The European Union’s DMA defines and designates which tech giants act as gatekeepers.
It does so by defining a specific set of criteria that qualify big digital platforms as gatekeepers and by taking steps to ensure they behave fairly in the market.
The act aims to establish fairer business environments for dependent businesses, boost opportunities for tech start-ups and innovators, and offer consumers more choices.
What is a gatekeeper?
A so-called gatekeeper is a company that has a strong economic and intermediation position in the EU market, which has proven itself durable over a longer period of time.
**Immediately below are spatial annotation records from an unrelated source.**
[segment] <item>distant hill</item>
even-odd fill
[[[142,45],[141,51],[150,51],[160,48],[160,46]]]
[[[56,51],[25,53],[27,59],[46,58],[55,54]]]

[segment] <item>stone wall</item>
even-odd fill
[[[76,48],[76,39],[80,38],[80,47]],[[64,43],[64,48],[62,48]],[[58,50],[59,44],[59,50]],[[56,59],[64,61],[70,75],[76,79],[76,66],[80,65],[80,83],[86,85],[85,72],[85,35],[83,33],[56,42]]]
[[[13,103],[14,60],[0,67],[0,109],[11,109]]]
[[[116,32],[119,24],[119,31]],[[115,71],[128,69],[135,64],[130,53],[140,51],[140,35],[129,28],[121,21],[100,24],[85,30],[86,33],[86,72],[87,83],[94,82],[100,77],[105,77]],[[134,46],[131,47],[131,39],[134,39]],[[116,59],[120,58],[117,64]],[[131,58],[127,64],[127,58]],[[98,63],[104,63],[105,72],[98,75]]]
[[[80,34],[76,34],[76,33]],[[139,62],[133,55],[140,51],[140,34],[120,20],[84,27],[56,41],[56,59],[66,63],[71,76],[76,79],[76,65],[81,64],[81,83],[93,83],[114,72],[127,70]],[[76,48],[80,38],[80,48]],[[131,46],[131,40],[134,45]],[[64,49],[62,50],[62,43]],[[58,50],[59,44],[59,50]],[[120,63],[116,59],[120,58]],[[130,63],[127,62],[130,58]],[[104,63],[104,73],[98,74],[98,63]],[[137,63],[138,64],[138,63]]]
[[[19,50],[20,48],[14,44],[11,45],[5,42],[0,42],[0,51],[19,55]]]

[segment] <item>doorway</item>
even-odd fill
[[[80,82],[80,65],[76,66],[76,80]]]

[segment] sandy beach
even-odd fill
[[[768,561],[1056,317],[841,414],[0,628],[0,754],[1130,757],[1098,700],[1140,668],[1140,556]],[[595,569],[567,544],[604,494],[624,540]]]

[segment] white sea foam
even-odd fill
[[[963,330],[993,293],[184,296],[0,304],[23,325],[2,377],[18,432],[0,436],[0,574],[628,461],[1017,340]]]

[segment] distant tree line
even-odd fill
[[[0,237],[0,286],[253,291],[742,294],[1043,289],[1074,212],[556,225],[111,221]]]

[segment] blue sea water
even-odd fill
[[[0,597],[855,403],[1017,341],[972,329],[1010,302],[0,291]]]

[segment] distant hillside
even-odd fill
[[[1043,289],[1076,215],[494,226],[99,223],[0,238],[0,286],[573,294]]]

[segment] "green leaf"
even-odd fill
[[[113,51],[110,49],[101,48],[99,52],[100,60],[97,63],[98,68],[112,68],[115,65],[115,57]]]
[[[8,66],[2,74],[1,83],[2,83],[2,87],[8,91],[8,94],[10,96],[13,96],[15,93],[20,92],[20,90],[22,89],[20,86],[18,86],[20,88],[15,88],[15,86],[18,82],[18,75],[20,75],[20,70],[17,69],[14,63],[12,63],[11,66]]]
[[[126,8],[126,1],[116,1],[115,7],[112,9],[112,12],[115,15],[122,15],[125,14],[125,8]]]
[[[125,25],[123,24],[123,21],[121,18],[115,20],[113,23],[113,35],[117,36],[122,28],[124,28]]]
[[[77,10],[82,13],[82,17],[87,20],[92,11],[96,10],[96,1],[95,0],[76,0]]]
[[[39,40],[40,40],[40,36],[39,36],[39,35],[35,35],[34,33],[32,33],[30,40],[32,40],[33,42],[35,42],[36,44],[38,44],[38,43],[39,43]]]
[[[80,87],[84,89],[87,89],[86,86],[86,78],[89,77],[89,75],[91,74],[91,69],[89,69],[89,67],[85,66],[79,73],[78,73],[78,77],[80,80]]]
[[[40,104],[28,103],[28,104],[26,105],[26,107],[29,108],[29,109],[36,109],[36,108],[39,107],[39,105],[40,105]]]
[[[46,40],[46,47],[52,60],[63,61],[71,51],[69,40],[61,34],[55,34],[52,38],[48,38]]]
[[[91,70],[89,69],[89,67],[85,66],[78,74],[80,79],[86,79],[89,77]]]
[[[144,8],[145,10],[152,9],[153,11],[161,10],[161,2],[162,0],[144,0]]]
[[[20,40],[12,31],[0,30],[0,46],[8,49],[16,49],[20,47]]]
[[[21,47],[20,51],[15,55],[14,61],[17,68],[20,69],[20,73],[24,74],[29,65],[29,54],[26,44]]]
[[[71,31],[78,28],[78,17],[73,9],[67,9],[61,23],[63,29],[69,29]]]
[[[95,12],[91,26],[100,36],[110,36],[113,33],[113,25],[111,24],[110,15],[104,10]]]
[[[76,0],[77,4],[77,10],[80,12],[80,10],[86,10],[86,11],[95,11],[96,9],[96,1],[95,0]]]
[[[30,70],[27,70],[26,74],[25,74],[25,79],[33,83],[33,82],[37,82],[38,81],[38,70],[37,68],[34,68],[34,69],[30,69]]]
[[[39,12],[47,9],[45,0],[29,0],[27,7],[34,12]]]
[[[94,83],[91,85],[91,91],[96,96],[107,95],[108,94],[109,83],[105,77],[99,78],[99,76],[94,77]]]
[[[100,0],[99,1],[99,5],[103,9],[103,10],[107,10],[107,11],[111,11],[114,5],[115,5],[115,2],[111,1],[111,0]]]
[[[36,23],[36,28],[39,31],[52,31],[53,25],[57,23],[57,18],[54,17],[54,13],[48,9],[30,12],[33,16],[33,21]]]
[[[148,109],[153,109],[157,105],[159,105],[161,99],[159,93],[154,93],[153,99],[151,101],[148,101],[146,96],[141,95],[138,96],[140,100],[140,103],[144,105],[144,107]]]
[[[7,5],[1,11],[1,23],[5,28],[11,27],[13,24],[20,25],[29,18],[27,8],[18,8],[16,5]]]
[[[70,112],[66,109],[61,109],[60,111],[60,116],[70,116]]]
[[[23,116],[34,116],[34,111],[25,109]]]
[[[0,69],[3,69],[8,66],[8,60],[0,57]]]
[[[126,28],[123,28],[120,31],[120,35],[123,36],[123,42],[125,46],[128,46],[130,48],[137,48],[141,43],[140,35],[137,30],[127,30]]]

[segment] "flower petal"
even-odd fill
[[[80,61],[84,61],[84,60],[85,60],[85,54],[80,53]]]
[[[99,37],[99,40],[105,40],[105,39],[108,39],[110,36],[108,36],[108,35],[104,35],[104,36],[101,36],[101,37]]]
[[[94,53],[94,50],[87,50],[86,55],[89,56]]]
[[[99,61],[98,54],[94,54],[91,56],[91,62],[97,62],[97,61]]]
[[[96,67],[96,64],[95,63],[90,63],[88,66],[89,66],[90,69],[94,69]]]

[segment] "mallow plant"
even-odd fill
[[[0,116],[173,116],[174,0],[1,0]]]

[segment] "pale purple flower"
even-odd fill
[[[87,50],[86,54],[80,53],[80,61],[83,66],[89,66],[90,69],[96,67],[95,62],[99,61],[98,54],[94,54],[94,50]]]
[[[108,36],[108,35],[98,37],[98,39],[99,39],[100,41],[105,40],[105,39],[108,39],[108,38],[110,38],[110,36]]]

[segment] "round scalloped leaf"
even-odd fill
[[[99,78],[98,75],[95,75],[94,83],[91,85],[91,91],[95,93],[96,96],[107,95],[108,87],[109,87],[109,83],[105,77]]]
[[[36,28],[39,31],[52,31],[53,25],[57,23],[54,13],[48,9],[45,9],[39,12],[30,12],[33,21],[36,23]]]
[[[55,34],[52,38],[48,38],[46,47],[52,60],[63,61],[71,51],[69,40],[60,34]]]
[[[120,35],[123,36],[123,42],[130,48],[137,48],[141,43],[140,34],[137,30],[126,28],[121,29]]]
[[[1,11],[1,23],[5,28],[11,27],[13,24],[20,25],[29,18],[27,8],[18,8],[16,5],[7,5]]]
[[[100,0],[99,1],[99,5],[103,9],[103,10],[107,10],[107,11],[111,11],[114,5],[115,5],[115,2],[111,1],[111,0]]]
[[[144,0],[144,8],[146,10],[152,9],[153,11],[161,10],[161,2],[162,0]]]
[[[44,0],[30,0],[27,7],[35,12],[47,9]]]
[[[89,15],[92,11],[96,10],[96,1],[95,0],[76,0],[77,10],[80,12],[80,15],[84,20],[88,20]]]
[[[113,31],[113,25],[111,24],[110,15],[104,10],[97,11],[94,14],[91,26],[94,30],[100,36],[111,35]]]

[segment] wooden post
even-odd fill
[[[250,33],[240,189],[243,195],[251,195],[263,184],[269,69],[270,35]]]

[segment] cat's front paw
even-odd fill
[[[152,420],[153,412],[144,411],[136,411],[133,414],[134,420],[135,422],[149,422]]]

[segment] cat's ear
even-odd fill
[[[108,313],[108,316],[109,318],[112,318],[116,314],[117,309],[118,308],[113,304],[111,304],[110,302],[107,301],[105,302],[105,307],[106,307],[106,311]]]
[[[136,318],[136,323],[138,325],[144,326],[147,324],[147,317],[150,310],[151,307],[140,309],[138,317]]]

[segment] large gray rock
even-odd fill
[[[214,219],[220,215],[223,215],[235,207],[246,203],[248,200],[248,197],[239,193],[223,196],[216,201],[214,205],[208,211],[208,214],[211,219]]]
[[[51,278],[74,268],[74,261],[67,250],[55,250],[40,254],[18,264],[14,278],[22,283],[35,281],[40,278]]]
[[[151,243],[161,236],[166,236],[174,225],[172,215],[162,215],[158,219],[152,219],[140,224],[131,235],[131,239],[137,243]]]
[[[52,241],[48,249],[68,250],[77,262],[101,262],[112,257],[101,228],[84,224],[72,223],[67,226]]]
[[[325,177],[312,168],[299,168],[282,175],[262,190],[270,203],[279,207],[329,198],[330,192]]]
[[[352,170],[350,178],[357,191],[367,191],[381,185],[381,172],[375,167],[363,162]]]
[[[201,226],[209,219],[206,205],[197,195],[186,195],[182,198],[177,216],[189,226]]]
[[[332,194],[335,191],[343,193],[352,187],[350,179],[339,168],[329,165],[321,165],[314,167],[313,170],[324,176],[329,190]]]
According to The Verge, the specific criteria for defining a company as a gatekeeper include the company having an annual EU revenue of at least €7.5 billion in each of the last three years, or an average market cap of €75 billion in the last year. Furthermore, it must offer its platform to at least three EU member states, and maintain a core platform with at least 45 million monthly active users and 10,000 yearly active business users in the EU, also over the last three years.
Why is iPadOS allegedly gatekeeping?
On September 5, 2023, the Commission designated its first six gatekeepers, covering 22 core platforms: Alphabet (the company behind Google), Amazon, Apple, ByteDance (the company behind TikTok), Meta, and Microsoft.
Included in those 22 platforms was Apple’s iOS, its Safari-browser, and its App Store. The iPadOS was not immediately included as it did not meet the quantitative threshold of the DMA.
Nevertheless, the Commission opened an investigation into the platform to determine whether or not it was an important gateway for business users to reach end users and therefore should be designated as a gatekeeper, resulting in this week’s conclusion.
“Our market investigation showed that despite not meeting the thresholds, iPadOS constitutes an important gateway on which many companies rely to reach their customers,” explains Executive Vice-President in charge of competition policy Margrethe Vestager in a statement released by the Commission.
Apple now has six months to comply with the DMA regulations for iPadOS, failing which it could face significant fines.